Over a thousand riders, launching themselves en masse from the snow-covered peak of a French mountain. Multiple routes, trails, and line choices. 2,000 metres of arm aching, finger clenching vertical decent. 30 km of lung busting riding. Several hours of hard, technical, relentless rocky descending.
This is the Megavalanche.
It’s a crazy, amazing spectacle, and something I’ve loved watching and following since I first started mountain biking, which by all accounts wasn’t really very long ago. Five years in fact.
That’s certainly not a long time riding compared to a lot of other women, and in particular other women who work in the bike industry – and compared to the pros, barely the blink of an eye. I am not a natural, but I love riding, and I’m learning all the time.
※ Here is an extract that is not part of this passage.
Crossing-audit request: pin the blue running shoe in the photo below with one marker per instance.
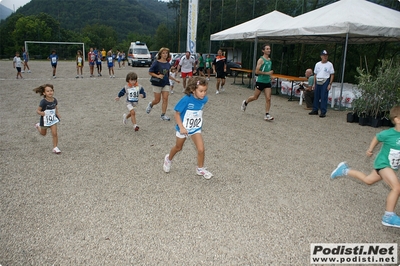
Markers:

Which makes the next bit all the more interesting. The organisers of the Megavalanche approached Total Women’s Cycling to see if one of us would like to take part in the event, and I found myself thinking – what if?
What if I decided to give it a go? What if I had something like that to aim for? Something big to motivate me to push my riding (and shift the stubborn extra portions of Christmas turkey).
Could I, a rider who tends to get freaked out on trail centre features I know I could probably do if I was a bit more gung-ho, get good enough to ride an event I’ve been in awe of for quite some time.
Could I do THAT?
What’s it like?
Obviously the first step is a bit more research. Is this realistically something I might have a chance at, or would it be the equivalent of signing up for the Red Bull Rampage (which I will NOT be doing – see why here).
The Megavalanche has been running for over 10 years, and has been described in various terms but is basically a down hill mountain bike endurance race. It’s gained a cult status as one of THE races to try if you’re a mountain biker.
There are a few ways to research this, and one of those is the hundreds of go-pro films that abound online. I grabbed a few videos at random and settled down for a watch.
My first thoughts are ‘Actually, a lot of it looks okay – rough, technical, but not ‘oh my GAWD’. My boyfriend helpfully chips in at this point with ‘don’t forget that video always flattens things out – it’s steeper than it looks there’. Thanks.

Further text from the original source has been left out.